The 50-year-old, who has been a freelance instructor for just over three years, admitted he was ‘coming to the end of his rainy day fund’ and had heard of some colleagues who had had to going to food banks because of their desperate situations.
“Boris Johnson has allowed England to resume driving lessons, but Mark Drakeford has not,” he said.
“It costs around £2,500 to train as a driving instructor, some have paid for that and then all of a sudden it pops up and they haven’t been able to work. There are a lot of people who have lost money. money and we’re not getting answers from the Welsh government.

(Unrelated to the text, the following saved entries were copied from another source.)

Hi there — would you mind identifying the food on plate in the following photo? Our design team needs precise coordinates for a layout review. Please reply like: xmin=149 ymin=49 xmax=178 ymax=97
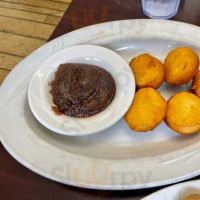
xmin=192 ymin=70 xmax=200 ymax=97
xmin=165 ymin=92 xmax=200 ymax=134
xmin=124 ymin=87 xmax=167 ymax=132
xmin=50 ymin=63 xmax=116 ymax=118
xmin=129 ymin=53 xmax=165 ymax=89
xmin=164 ymin=47 xmax=199 ymax=85
xmin=183 ymin=194 xmax=200 ymax=200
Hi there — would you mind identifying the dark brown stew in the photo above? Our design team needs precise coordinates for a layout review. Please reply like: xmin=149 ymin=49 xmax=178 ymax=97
xmin=50 ymin=63 xmax=116 ymax=118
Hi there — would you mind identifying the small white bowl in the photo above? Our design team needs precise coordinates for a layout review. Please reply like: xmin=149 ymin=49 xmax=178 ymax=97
xmin=28 ymin=45 xmax=135 ymax=136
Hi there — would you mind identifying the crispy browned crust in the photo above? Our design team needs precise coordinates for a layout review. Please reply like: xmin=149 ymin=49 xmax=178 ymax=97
xmin=124 ymin=88 xmax=167 ymax=132
xmin=192 ymin=70 xmax=200 ymax=97
xmin=164 ymin=47 xmax=199 ymax=85
xmin=130 ymin=53 xmax=165 ymax=89
xmin=165 ymin=92 xmax=200 ymax=134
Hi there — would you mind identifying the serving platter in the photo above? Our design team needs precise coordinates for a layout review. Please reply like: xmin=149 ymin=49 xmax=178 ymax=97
xmin=1 ymin=19 xmax=200 ymax=190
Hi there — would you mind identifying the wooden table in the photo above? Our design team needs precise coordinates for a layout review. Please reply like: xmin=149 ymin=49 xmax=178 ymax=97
xmin=1 ymin=0 xmax=200 ymax=199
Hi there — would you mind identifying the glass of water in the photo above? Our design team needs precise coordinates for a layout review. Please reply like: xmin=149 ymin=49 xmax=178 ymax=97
xmin=142 ymin=0 xmax=181 ymax=19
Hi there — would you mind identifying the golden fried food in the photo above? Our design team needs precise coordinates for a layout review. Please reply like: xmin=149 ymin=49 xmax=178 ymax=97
xmin=192 ymin=70 xmax=200 ymax=97
xmin=124 ymin=88 xmax=167 ymax=132
xmin=183 ymin=194 xmax=200 ymax=200
xmin=129 ymin=53 xmax=165 ymax=89
xmin=164 ymin=47 xmax=199 ymax=85
xmin=165 ymin=92 xmax=200 ymax=134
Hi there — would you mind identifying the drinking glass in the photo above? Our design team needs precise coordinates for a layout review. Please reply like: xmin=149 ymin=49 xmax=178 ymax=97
xmin=142 ymin=0 xmax=181 ymax=19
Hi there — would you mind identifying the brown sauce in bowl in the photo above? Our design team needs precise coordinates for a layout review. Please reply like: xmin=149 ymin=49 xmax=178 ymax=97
xmin=50 ymin=63 xmax=116 ymax=118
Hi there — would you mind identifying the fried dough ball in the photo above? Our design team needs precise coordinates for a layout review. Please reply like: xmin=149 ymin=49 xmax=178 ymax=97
xmin=164 ymin=47 xmax=199 ymax=85
xmin=165 ymin=92 xmax=200 ymax=134
xmin=124 ymin=88 xmax=167 ymax=132
xmin=183 ymin=194 xmax=200 ymax=200
xmin=129 ymin=54 xmax=165 ymax=89
xmin=192 ymin=70 xmax=200 ymax=97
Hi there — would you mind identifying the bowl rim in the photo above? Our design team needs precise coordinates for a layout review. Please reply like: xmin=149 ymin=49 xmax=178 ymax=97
xmin=28 ymin=44 xmax=135 ymax=136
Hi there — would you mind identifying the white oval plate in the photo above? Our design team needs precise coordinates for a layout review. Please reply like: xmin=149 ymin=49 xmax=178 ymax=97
xmin=1 ymin=19 xmax=200 ymax=190
xmin=143 ymin=180 xmax=200 ymax=200
xmin=28 ymin=45 xmax=135 ymax=136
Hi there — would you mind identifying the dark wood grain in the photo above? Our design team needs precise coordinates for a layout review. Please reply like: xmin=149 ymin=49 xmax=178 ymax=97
xmin=1 ymin=0 xmax=200 ymax=199
xmin=49 ymin=0 xmax=200 ymax=41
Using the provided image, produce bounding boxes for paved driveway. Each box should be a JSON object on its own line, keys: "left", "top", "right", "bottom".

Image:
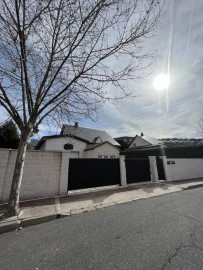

{"left": 0, "top": 188, "right": 203, "bottom": 270}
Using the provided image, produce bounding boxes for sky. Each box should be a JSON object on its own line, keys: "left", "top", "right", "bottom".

{"left": 77, "top": 0, "right": 203, "bottom": 139}
{"left": 1, "top": 0, "right": 203, "bottom": 140}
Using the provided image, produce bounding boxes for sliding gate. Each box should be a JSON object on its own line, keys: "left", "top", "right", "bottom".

{"left": 125, "top": 158, "right": 151, "bottom": 184}
{"left": 68, "top": 159, "right": 120, "bottom": 191}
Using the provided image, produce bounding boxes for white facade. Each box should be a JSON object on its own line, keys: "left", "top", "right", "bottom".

{"left": 37, "top": 137, "right": 119, "bottom": 159}
{"left": 40, "top": 137, "right": 87, "bottom": 158}
{"left": 129, "top": 136, "right": 150, "bottom": 148}
{"left": 84, "top": 142, "right": 119, "bottom": 158}
{"left": 128, "top": 135, "right": 163, "bottom": 149}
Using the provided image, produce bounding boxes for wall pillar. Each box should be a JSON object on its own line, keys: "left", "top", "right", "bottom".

{"left": 59, "top": 152, "right": 69, "bottom": 196}
{"left": 160, "top": 156, "right": 170, "bottom": 181}
{"left": 119, "top": 155, "right": 127, "bottom": 186}
{"left": 149, "top": 156, "right": 159, "bottom": 182}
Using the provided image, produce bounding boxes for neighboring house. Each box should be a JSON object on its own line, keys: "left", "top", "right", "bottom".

{"left": 128, "top": 133, "right": 163, "bottom": 149}
{"left": 114, "top": 136, "right": 134, "bottom": 150}
{"left": 35, "top": 123, "right": 120, "bottom": 158}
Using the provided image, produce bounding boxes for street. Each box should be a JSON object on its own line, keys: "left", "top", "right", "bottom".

{"left": 0, "top": 187, "right": 203, "bottom": 270}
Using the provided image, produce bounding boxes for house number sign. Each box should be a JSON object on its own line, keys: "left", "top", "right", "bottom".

{"left": 167, "top": 160, "right": 175, "bottom": 165}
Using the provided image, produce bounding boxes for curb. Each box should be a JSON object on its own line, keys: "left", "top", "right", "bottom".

{"left": 0, "top": 220, "right": 20, "bottom": 234}
{"left": 20, "top": 214, "right": 58, "bottom": 228}
{"left": 182, "top": 184, "right": 203, "bottom": 190}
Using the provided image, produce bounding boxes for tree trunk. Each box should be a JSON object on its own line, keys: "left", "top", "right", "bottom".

{"left": 5, "top": 128, "right": 31, "bottom": 218}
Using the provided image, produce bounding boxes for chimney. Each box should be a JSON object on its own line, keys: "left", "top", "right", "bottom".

{"left": 74, "top": 122, "right": 78, "bottom": 128}
{"left": 141, "top": 132, "right": 144, "bottom": 137}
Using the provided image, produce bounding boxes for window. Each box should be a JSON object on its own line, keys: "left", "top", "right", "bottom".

{"left": 98, "top": 155, "right": 115, "bottom": 159}
{"left": 64, "top": 143, "right": 73, "bottom": 150}
{"left": 70, "top": 152, "right": 79, "bottom": 158}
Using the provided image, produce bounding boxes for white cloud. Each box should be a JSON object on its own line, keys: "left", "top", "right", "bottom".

{"left": 33, "top": 0, "right": 203, "bottom": 139}
{"left": 86, "top": 0, "right": 203, "bottom": 139}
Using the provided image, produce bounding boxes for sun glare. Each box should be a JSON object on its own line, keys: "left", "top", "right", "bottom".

{"left": 153, "top": 74, "right": 170, "bottom": 91}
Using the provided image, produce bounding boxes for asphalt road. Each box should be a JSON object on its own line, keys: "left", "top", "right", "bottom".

{"left": 0, "top": 188, "right": 203, "bottom": 270}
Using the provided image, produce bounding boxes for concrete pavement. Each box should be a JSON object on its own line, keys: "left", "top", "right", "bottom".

{"left": 0, "top": 179, "right": 203, "bottom": 234}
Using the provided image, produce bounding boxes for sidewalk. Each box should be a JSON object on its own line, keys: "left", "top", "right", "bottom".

{"left": 1, "top": 179, "right": 203, "bottom": 234}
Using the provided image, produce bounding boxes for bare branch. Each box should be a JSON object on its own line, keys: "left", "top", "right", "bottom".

{"left": 0, "top": 0, "right": 163, "bottom": 131}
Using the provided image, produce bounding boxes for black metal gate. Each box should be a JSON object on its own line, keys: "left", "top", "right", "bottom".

{"left": 125, "top": 158, "right": 151, "bottom": 184}
{"left": 156, "top": 157, "right": 166, "bottom": 180}
{"left": 68, "top": 159, "right": 120, "bottom": 191}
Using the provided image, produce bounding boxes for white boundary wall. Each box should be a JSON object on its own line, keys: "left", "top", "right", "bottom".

{"left": 1, "top": 149, "right": 203, "bottom": 203}
{"left": 164, "top": 158, "right": 203, "bottom": 181}
{"left": 0, "top": 149, "right": 69, "bottom": 203}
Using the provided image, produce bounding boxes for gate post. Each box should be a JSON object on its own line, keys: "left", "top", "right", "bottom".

{"left": 149, "top": 156, "right": 159, "bottom": 182}
{"left": 160, "top": 156, "right": 170, "bottom": 181}
{"left": 119, "top": 155, "right": 127, "bottom": 186}
{"left": 59, "top": 152, "right": 70, "bottom": 196}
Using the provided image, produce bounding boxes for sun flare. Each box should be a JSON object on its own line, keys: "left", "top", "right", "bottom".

{"left": 153, "top": 74, "right": 170, "bottom": 91}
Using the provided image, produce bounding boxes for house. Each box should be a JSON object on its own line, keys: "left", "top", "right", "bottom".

{"left": 114, "top": 136, "right": 134, "bottom": 150}
{"left": 128, "top": 133, "right": 163, "bottom": 149}
{"left": 35, "top": 123, "right": 120, "bottom": 158}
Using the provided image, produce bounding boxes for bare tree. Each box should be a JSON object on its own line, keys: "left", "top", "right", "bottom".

{"left": 0, "top": 0, "right": 162, "bottom": 217}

“I’m coming to the end of my rainy day fund. It’s been a struggle, I haven’t worked at all.
“I only received payment in June, so between March and June I had no income.
“I’ve heard of some driving instructors who have had to resort to food banks because of the situation they’re in, it’s really bad.
“A lot of people don’t realize that the self-employed don’t make a lot of money – there are always bills coming out but no money coming in.
“It’s going to set learners back a long way, because they haven’t had a class for a long time, and if they don’t have regular classes in the future, it’s going to make them lose confidence and they’ll end up back in the box. A. For others, the inability to learn to drive means they cannot progress and find a job.
When discussing ways to make driving lessons safer in the future, Balch has a few ideas in mind.
“It’s going to be a lot harder for social distancing, they’ve talked about putting screens in the middle of cars, but that’s something we can’t do, what if an instructor needs to get behind the wheel suddenly?” he said.
“We can drive with the windows open to circulate the air and let students know ahead of time and make sure they are dressed appropriately. Masks can also be worn and fewer lessons can be taken, some le morning and others in the afternoon to give the cars time to be properly cleaned in the meantime.”
Mr Balch said he felt it was unfair that tattoo parlors were told they could prepare to reopen from July 27 but could not teach.
“If you’ve been to a tattoo parlor, he doesn’t know you from Adam,” Mr. Balch said.
“With our students, we know where they live and we can track and trace much better than stores.”
On Wednesday July 15, Mr Balch and Martin Lindsay of I’ll Drive School of Motoring in Llanelli, organized a driving demonstration through the streets of Cardiff, and a letter will be delivered to the Senedd.
“The idea is to shed light on the fate of our case,” Mr. Balch said.
“We’re all going to meet at IKEA and then go to the Senedd. A letter has been written to Mark Drakeford which is going to be delivered and then we’re going to the Welsh office in Cathay’s Park. It’s going to be a little rally around Cardiff People don’t like learner cars the best of times, they’ll really love it when there’s around 50 of them together at once on Wednesday!
“It will be a peaceful protest just to highlight our plight and if anyone sees a convoy of learner driver cars it may make them wonder why. There will be instructors taking part from all over South Wales , and there are some from Pembroke , Aberystwyth and Bristol who will take part.
“We just need a clear clarification from Mark Drakeford on when we can start work which would put a lot of people at ease. We all have a rainy day fund but we want to know how long shoot it.
“If we’re talking about three months, maybe we should wrap up the business and go get something else. We want clear clarification. Throughout, we haven’t been mentioned, it feels like we’re the ‘forgotten industry.’
A Welsh Government spokesperson said: “We are working closely with the DVSA on how to restart driving lessons in a way that is safe for everyone involved. We are in the process of agreeing dates for this to happen.